EDIT I caused some confusion by referring to rvalues. I provide an example of what I want to do at the bottom.
I want to separate these two calls:
obj[key] = value;
value = obj[key];
I tried using two operator[] overloads, hoping the const method would be used exclusively for rvalues, and the non-const version would be exclusively used for lvalue calls.
const ValueType& operator[] (const KeyType& key) const;
ValueType& operator[] (const KeyType& key);
But my const version was only ever called when this
was const.
I tried using a wrapper that would override op=
and op ValueType
.
BoundValue<KeyType, ValueType> operator[] (const KeyType& key)
// later in BoundValue
operator ValueType() const
const V& operator= (const V& value)
This worked marvelously...until I hoped op[]
would implicitly cast for a template argument deduction (which is not allowed).
// example failure of wrapper
// ValueType is string, std::operator<< from string is a template method
cout << obj[key];
For this specific case, I could define my own ostream methods.
ostream& operator<< (ostream& os, const BoundValue<K, V>& bv);
But my type would similarly fail in any user defined template argument (seems likely).

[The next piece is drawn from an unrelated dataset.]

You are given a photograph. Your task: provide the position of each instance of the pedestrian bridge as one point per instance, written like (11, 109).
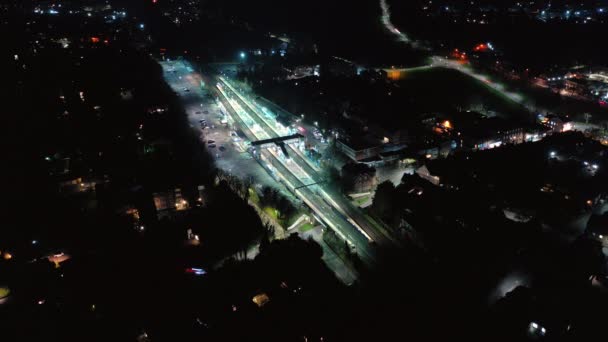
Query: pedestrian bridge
(278, 141)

I can think of two work arounds, both of which greatly reduce the sweetness of the syntax sugar I am trying to provide:
// example where ValueType is string
cout << static_cast<string>(obj[key]);
or,
// added to BoundValue
const ValueType& Cast() const
// later in use
cout << obj[key].Cast();
Example of desired use case
Map<int, string> m;
m[1] = "one";
try
{
string one = m[1];
cout << "one is set: " << one << endl;
string two = m[2];
cout << "two is set: " << two << endl;
}
catch (...)
{
cout << "An exception was thrown" << endl;
}
Expected output:
one is set: one
An exception was thrown
And how/why is the exception thrown? I can check if the key exists, and throw if it doesn't. If I can't separate the get from the set, I don't know when access for a key is allowed.